Having spent a year living in one part of the Colombian campo, I can't help but make comparisons when I visit other parts of rural Colombia, even when those parts are in the Amazon, where I was just on a little vacation.
As we trudged through muddy jungle paths, I mentally checked off the trees I recognized (plantain, lulo, chontaduro) and those I didn't (açaí, palo de sangre). The mud was still pretty much the same as in the northern Colombian campo, as was the resulting need to wear knee-high rubber boots when traipsing through it. They eat a lot of friend food here as well, especially patacones (friend plaintains), but I was not used to, and happily devoured, the multitudes of fish that abound. Words for some things are also different. Here they refer to as peruches the homemade popsicles that in the "interior" (read: every other part of Colombia) they call bolis.

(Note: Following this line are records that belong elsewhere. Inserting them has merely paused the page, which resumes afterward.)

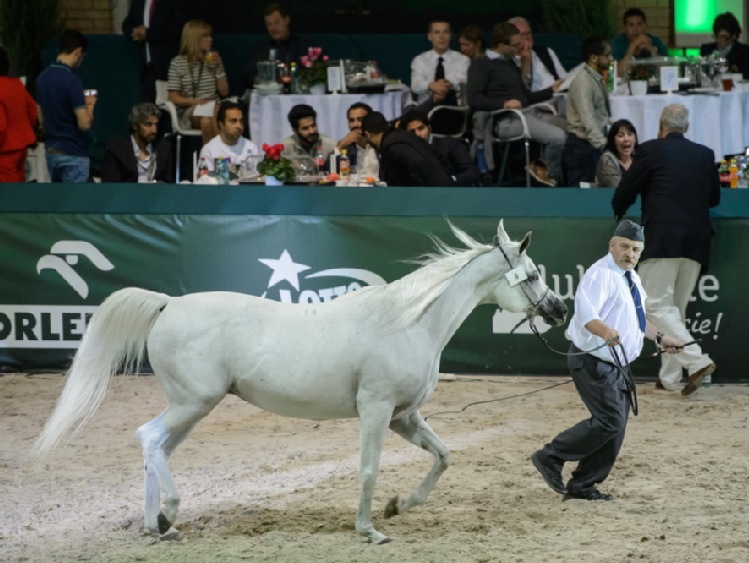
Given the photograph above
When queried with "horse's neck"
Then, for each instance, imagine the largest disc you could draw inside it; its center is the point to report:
(464, 292)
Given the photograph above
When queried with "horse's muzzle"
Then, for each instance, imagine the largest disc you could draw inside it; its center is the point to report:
(553, 311)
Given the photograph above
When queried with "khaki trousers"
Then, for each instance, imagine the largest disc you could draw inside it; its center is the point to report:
(669, 283)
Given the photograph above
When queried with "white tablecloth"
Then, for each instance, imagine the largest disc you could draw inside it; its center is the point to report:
(269, 124)
(720, 121)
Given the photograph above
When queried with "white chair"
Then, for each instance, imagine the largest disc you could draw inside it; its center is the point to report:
(449, 121)
(36, 164)
(162, 100)
(504, 143)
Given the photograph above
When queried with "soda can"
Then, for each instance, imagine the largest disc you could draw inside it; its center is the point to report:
(221, 166)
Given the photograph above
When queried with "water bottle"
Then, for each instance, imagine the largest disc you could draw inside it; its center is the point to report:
(202, 167)
(344, 165)
(222, 170)
(733, 171)
(725, 174)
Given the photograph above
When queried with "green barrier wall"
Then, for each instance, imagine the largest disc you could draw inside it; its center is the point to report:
(64, 248)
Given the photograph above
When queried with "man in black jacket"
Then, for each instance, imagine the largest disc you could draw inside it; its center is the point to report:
(136, 158)
(405, 159)
(452, 153)
(156, 25)
(678, 184)
(287, 46)
(496, 83)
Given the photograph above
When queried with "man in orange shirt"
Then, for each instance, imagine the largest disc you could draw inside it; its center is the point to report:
(18, 116)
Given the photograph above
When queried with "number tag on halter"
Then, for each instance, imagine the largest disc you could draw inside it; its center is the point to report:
(515, 276)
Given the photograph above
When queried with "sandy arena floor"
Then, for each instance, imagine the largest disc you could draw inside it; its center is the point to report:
(258, 487)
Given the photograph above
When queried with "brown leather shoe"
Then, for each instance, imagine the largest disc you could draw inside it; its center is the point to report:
(695, 380)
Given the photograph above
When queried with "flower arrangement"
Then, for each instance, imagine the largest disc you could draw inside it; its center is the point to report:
(313, 67)
(276, 165)
(641, 72)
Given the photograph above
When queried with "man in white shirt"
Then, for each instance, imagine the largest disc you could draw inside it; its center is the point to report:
(539, 65)
(229, 143)
(607, 332)
(436, 74)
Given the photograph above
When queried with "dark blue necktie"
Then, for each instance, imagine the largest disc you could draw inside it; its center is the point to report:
(638, 301)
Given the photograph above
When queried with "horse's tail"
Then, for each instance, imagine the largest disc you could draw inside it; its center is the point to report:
(115, 338)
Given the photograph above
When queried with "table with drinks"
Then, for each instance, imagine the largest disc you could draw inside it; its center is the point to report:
(717, 119)
(269, 124)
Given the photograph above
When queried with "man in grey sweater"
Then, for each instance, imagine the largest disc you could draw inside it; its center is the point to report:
(496, 84)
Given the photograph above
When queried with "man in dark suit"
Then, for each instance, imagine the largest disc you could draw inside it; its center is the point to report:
(405, 159)
(136, 158)
(287, 46)
(452, 153)
(726, 30)
(156, 26)
(678, 183)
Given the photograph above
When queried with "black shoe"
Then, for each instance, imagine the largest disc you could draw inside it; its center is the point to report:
(587, 494)
(551, 474)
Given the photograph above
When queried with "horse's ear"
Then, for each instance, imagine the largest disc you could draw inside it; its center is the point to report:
(502, 236)
(526, 242)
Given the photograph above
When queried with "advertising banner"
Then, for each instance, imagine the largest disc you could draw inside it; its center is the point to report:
(57, 268)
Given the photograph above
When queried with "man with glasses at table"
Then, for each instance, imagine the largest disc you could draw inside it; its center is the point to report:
(497, 84)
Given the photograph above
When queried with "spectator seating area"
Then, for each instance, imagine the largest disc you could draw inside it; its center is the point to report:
(111, 66)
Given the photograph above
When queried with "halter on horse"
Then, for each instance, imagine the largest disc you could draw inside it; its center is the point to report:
(372, 354)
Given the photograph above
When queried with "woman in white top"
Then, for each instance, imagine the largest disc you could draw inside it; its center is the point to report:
(196, 77)
(620, 150)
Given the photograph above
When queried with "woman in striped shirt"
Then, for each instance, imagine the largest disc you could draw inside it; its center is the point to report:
(197, 76)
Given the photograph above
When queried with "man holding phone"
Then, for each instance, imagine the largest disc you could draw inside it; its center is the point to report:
(58, 90)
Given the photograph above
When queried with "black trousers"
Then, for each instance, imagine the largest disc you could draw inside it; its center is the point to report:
(595, 442)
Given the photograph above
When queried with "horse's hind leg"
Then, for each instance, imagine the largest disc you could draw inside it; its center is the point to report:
(415, 429)
(158, 442)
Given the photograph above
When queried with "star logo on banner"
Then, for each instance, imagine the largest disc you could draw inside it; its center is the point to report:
(284, 269)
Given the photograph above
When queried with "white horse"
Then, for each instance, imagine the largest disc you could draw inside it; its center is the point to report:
(372, 354)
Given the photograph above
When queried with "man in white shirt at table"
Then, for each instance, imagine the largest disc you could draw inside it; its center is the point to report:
(229, 143)
(306, 140)
(436, 74)
(539, 65)
(360, 151)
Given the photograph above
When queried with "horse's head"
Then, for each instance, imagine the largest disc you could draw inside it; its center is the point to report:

One principal difference is the strong indigenous presence. A big chunk of this section of the Amazonas department is part of resguardos, which are much like Native American reservations in the U.S. Such a strong indigenous influence is not typical in most parts of Colombia, but here it is quite evident: in the faces of the people, or in the Ticuna and Yegua words one sees on school walls.
The Amazon river is of course the focal point of the region. It provides the transportation, the sustenance, and the employment for nearly every inhabitant. Even the indigenous cosmology is influenced by the centrality of the river to everyday life. One of the local indigenous tribes, for example, believes that what we know as the Milky Way was created by the bubbles generated by the tail of a manatee swimming across the sky. And the coolest part, I think, is that the river is inhabited by pink dolphins!!! Yes, pink. When they are young they are grey but as they age their skin turns into a very rosy pink. They're quite magical, and have understandably inspired lots of myths among the locals. A principle legend describes how at a party that brought together outlying villages from all over the Amazon river region, a stranger showed up and started hitting on all the women, but then disappeared before the party ended. The next time he came, they got him drunk enough that he passed out instead of disappearing, and they discovered that at dawn he turned back into the pink dolphin that he really was. Statues and paintings of pink dolphins with, ahem, certain human characteristics therefore abound.
Set among the triple-borders of Peru, Colombia and Brazil, this region is also a fascinating mix of cultures. The influence of Brazilian culture is easiest to identify, given the linguistic difference, but I could also identify it in the sambas that play alongside vallenatos on the radio and park benches painted with the three countries' flags that line the sidewalks. It´s quite easy to hop (or boat) over to the other countries´ border towns, so we took advantage in order to have dinner in Brazil and lunch in Peru. Mmmm, Brazilian caipirinhas and Peruvian ceviche!